Aucklandobius turbotti
- Conservation status: Naturally Uncommon (NZ TCS)

Scientific classification
- Domain: Eukaryota
- Kingdom: Animalia
- Phylum: Arthropoda
- Class: Insecta
- Order: Plecoptera
- Family: Gripopterygidae
- Genus: Aucklandobius
- Species: A. turbotti
- Binomial name: Aucklandobius turbotti Illies, 1963
- Synonyms: Apteryoperla turbotti (Illies, 1963);

= Aucklandobius turbotti =

- Authority: Illies, 1963
- Conservation status: NU
- Synonyms: Apteryoperla turbotti (Illies, 1963)

Species of stonefly

Aucklandobius turbotti is a species of stonefly in the family Gripopterygidae.

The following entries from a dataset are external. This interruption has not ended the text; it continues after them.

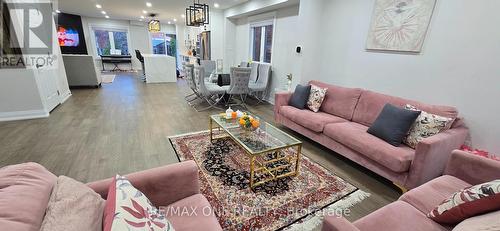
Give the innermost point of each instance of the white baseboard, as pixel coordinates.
(66, 96)
(23, 115)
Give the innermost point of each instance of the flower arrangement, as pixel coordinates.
(249, 123)
(479, 152)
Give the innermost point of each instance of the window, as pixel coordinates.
(111, 42)
(261, 41)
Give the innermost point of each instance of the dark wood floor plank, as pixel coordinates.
(123, 127)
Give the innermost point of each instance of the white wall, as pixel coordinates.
(283, 52)
(138, 36)
(458, 65)
(18, 92)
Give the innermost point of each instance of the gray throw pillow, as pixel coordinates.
(73, 206)
(393, 124)
(300, 96)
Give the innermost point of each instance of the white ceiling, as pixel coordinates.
(167, 10)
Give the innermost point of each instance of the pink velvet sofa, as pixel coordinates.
(25, 190)
(344, 118)
(409, 212)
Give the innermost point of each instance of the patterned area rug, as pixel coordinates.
(224, 176)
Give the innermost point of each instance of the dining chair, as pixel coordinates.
(240, 77)
(244, 64)
(189, 74)
(209, 66)
(259, 88)
(209, 92)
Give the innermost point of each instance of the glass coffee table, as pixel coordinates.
(273, 153)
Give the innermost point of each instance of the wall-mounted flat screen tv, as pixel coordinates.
(70, 34)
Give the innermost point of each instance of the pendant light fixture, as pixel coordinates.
(197, 14)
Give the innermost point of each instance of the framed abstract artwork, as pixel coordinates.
(399, 25)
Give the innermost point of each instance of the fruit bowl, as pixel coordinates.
(248, 123)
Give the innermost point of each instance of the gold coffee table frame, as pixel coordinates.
(282, 141)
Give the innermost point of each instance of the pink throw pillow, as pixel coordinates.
(129, 209)
(468, 202)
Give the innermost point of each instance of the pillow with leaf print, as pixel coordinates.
(316, 98)
(426, 125)
(129, 209)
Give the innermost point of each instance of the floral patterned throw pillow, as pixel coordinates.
(468, 202)
(426, 125)
(316, 98)
(129, 209)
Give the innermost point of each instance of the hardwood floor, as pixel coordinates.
(123, 127)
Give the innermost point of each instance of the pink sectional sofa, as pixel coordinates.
(409, 212)
(25, 190)
(344, 118)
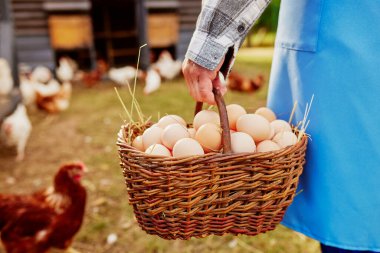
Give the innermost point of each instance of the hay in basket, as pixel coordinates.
(211, 194)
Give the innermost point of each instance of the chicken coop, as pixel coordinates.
(111, 30)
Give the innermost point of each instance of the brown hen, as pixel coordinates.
(46, 219)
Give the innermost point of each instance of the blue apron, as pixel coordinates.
(331, 49)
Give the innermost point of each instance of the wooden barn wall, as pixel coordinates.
(188, 11)
(32, 35)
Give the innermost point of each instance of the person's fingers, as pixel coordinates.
(217, 83)
(205, 93)
(186, 70)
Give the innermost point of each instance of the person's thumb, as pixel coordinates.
(219, 84)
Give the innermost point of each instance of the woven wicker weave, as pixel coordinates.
(244, 193)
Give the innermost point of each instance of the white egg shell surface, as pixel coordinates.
(187, 147)
(205, 116)
(151, 136)
(170, 119)
(242, 142)
(173, 133)
(266, 113)
(234, 111)
(158, 150)
(209, 136)
(255, 125)
(191, 132)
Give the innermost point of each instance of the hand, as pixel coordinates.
(200, 81)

The species was first described by Joachim Illies in 1963, and is endemic to the Auckland Islands of New Zealand.

==Taxonomy==

The species was identified by Illies in 1963, who named the species Apteryoperla turbotti based on larvae. Illies named the species after Evan Graham Turbott. The species can be differentiated from A. kuscheli due to the smaller size of A. turbotti. The species has since been recombined as a member of the genus Aucklandobius.

== Description==

A. turbotti is dark-brown in colour, with yellow markings. Males of the species are 10-12 mm in length, with females measuring between 10-17 mm.

==Distribution and habitat==

The species is endemic to New Zealand, found in the Auckland Islands.